There are different levels of "cheating" on benchmarks. The worst would be just literally putting them in the loss function during RL, I assume the major labs are not cheating at that level. And I am sure they are making a genuine effort to keep the benchmark content out of the training data.
But, ultimately it seems implausible that they completely abstain from benchmarking their model until they are about to release it. Even if they did do that, the benchmark is still ultimately a part of the outermost feedback loop. So these models are all, to _some_ degree, benchmark-solving machines.
I think all we can really do is live with the model for a while and develop a subjective feeling about its quality. This shouldn't be surprising, nobody believes that coding interviews work, we all know that you just have to work with someone to figure out if they're a good programmer. As AIs become more human like it's natural they should get harder to evaluate.
This is a bit awkward, it puts us in quite a weak position as consumers.
Maybe to some extent you can get a meaningful signal from sentiments on HN etc, but:
- There must be some amount of manipulation going on of this
- Even if it was fully organic, it's highly likely that your experience will differ materially from the median online nerd, because AIs are bizarre things that respond in unpredictable ways to intangible things.
I built it for myself, to test which models to use via OpenRouter for my n8n agents. Currently actually still using gpt-5.3-codex for many things, as its pricing is really good in production (due to how their token caching works).

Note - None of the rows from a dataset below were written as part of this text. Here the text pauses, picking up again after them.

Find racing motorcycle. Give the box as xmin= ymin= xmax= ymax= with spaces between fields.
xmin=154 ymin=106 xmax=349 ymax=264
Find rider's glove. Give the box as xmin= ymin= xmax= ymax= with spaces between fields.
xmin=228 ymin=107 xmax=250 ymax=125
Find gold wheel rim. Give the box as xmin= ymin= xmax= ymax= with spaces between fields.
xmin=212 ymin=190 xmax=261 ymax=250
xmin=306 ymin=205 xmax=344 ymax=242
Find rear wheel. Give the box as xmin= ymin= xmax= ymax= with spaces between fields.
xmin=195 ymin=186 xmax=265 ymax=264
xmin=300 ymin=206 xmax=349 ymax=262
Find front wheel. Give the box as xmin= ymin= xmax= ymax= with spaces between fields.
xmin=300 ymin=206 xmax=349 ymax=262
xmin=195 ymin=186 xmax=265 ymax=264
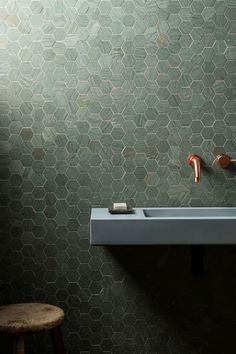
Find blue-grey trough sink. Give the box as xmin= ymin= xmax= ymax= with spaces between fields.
xmin=90 ymin=207 xmax=236 ymax=245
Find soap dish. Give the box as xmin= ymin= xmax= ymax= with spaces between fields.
xmin=108 ymin=207 xmax=134 ymax=214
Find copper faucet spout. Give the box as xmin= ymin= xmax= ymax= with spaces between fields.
xmin=188 ymin=154 xmax=201 ymax=183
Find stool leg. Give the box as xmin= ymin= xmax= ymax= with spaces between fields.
xmin=12 ymin=334 xmax=25 ymax=354
xmin=50 ymin=327 xmax=66 ymax=354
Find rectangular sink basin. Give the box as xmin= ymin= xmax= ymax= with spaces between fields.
xmin=143 ymin=208 xmax=236 ymax=219
xmin=90 ymin=207 xmax=236 ymax=245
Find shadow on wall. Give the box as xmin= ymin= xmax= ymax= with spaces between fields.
xmin=108 ymin=246 xmax=236 ymax=354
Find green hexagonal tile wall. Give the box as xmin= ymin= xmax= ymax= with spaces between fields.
xmin=0 ymin=0 xmax=236 ymax=354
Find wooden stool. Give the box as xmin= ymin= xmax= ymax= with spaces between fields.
xmin=0 ymin=303 xmax=65 ymax=354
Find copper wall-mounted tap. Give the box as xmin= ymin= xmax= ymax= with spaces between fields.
xmin=187 ymin=154 xmax=201 ymax=183
xmin=215 ymin=154 xmax=236 ymax=168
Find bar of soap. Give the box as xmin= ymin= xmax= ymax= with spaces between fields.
xmin=113 ymin=203 xmax=128 ymax=210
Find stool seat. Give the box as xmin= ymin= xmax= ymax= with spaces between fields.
xmin=0 ymin=303 xmax=64 ymax=334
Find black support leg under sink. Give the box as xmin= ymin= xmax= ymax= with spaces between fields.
xmin=190 ymin=245 xmax=204 ymax=277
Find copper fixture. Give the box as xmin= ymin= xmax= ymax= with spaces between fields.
xmin=187 ymin=154 xmax=201 ymax=182
xmin=215 ymin=154 xmax=236 ymax=168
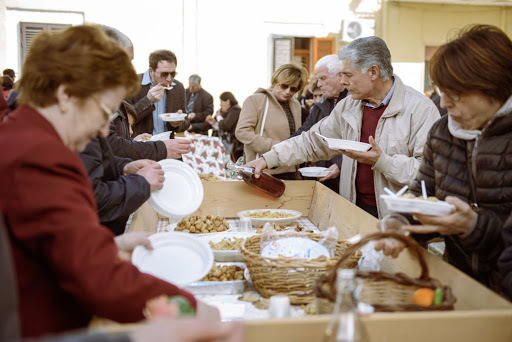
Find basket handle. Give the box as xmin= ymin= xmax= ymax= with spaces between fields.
xmin=331 ymin=232 xmax=430 ymax=280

Gemini models still have the best intelligence (when asked any questions, most likely to get it right), but in production they still have many failure modes[1].
[0]: https://aibenchy.com
It does things like place the old Gemini 3 Flash above the more capable 3.5 Flash and Opus 4.5 - Opus 4.8 and gpt-5.5
At least, until hopefully one day HN has a rule about accounts that derive 99.9999% of their engagement with the site from shilling a personal project.
I found it while trying to use 3.5 Flash for scoring the reasoning of some models, and it gets it wrong because of the centering bias, whereas 3 Flash gets scoring right.

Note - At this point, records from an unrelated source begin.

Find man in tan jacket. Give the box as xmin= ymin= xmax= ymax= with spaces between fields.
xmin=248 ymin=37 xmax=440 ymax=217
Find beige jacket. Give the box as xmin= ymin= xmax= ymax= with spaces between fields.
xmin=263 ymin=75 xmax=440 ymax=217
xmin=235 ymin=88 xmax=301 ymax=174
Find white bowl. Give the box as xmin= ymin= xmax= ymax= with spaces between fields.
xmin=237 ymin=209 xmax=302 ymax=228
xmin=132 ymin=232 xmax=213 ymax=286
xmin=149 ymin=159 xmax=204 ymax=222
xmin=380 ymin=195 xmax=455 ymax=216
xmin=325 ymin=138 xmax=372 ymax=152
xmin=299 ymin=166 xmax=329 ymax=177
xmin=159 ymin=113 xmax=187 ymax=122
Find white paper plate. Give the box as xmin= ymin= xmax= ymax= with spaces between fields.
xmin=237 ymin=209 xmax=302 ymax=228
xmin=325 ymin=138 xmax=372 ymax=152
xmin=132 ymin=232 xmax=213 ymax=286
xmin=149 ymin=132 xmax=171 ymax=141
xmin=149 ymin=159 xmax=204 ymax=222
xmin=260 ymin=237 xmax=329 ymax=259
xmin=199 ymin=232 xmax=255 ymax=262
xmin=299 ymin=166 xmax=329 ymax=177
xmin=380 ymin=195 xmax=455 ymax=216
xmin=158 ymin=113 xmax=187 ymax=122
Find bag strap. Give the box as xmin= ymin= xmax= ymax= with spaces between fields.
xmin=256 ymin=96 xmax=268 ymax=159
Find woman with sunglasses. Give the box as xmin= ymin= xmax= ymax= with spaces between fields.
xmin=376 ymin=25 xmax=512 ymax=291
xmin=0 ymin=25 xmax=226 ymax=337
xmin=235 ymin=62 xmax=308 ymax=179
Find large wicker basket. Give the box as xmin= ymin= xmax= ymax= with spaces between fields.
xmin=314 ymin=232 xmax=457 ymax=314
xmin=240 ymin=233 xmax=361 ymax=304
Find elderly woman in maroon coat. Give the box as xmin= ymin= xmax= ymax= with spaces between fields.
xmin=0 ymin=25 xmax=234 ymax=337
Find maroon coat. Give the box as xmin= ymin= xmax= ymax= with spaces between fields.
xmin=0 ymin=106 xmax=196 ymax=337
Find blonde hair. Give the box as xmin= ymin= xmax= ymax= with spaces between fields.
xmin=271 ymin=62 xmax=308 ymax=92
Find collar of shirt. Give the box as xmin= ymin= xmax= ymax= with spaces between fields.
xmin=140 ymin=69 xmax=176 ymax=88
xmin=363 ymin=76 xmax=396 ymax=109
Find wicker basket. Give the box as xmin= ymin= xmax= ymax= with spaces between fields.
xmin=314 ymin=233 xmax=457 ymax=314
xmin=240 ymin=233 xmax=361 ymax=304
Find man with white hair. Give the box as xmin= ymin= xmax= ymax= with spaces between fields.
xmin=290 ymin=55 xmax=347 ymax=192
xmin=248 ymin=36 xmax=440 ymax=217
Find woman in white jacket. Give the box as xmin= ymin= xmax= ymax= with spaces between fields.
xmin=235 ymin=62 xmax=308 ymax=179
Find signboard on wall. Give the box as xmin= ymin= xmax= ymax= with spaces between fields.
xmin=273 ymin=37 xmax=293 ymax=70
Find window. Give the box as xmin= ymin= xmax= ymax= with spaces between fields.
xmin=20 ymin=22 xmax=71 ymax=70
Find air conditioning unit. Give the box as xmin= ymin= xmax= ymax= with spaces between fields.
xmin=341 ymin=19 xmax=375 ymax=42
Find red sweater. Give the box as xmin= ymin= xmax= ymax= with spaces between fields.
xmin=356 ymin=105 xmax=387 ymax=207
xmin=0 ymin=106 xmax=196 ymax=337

How is it useless to see that Opus 4.8 is 2x more expensive and 2x slower on some questions?
There are many benchmarks all for specific use cases but with them the difference seems to be in extreme points (93% vs 92%)

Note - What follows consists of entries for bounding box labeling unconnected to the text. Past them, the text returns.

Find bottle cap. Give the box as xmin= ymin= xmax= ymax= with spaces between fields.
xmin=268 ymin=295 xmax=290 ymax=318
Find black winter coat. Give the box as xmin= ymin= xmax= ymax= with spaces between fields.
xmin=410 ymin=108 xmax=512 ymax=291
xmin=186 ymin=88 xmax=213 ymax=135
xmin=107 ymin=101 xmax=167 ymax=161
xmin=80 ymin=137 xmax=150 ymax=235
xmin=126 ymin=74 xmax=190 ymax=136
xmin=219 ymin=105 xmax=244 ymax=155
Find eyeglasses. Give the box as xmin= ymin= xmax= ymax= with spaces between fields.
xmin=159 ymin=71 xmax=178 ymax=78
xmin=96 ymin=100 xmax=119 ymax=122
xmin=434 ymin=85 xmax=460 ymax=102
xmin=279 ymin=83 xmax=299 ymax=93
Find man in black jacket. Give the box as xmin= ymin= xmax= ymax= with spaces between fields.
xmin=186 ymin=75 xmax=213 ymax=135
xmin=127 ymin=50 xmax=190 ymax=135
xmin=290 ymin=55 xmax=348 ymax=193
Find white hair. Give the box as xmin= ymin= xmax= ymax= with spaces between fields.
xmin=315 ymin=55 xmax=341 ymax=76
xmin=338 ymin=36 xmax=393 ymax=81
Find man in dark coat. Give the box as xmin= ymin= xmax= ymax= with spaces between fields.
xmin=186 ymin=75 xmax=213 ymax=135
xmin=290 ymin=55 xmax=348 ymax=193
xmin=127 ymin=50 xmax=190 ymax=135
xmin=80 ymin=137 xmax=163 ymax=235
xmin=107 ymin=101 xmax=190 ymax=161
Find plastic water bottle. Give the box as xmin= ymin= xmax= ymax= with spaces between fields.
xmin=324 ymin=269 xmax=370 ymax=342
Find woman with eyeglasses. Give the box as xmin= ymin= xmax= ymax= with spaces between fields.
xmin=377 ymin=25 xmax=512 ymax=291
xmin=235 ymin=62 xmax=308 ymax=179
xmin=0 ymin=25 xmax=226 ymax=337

I think that, that tracks but still, it was refreshing to see a benchmark which I can help make better opinions about.
Surprised about Mimo v2.5, within artificial-analysis and other benchmarks, the difference between Mimo and deepseek seems very partial and a lot of focus/(hype?) is on Deepseek
But mimo seems like an interesting model and they are having some crazy discounts too.
Deepseek is valuable for the research community because of how open they are but absolutely crazy to think how Xiaomi basically pulled up in creating Mimo given that they didn't have anything till quite recently.
Either way, an interesting benchmark, also a plus point for giving golang some decent representation equal to python/typescript.
I think that there are sets of things which resemble something like normal benchmarks where open source models can be absolutely fine and for a very small fraction or more technical things, the benchmark that you linked starts to be better projected so it depends upon the scale of complexity but its good to see how models compete given enough complexity. definitely fascinating.
I would be interested to see more models compete on this test. The current range is still a bit limited as compared to other benchmarks but OSS models like Kimi/mimo seem to only be 3-4 (at max 6 months) behind closed source.
The recent hype is Deepseek is a combination of existing name recognition along with incredibly low pricing. Their v4 models, both pro and flash are incredible for their price. That's more revolutionary than Mimo which is multiple times more expensive, just like Kimi 2.6.
Of the metircs they reported for 4.7, for 4.8 they excluded BrowseComp, CharXiv Reasoning, CyberGym, GPQA Diamond, MCP Atlas, MMMLU, SWE-bench Verified. The last 4 were almost always mentioned in previous Opus releases.
I doubt Anthropic internally sets as a goal to improve this or that benchmark - it's just a way to visualize progress. They probably have much more complex metrics internally.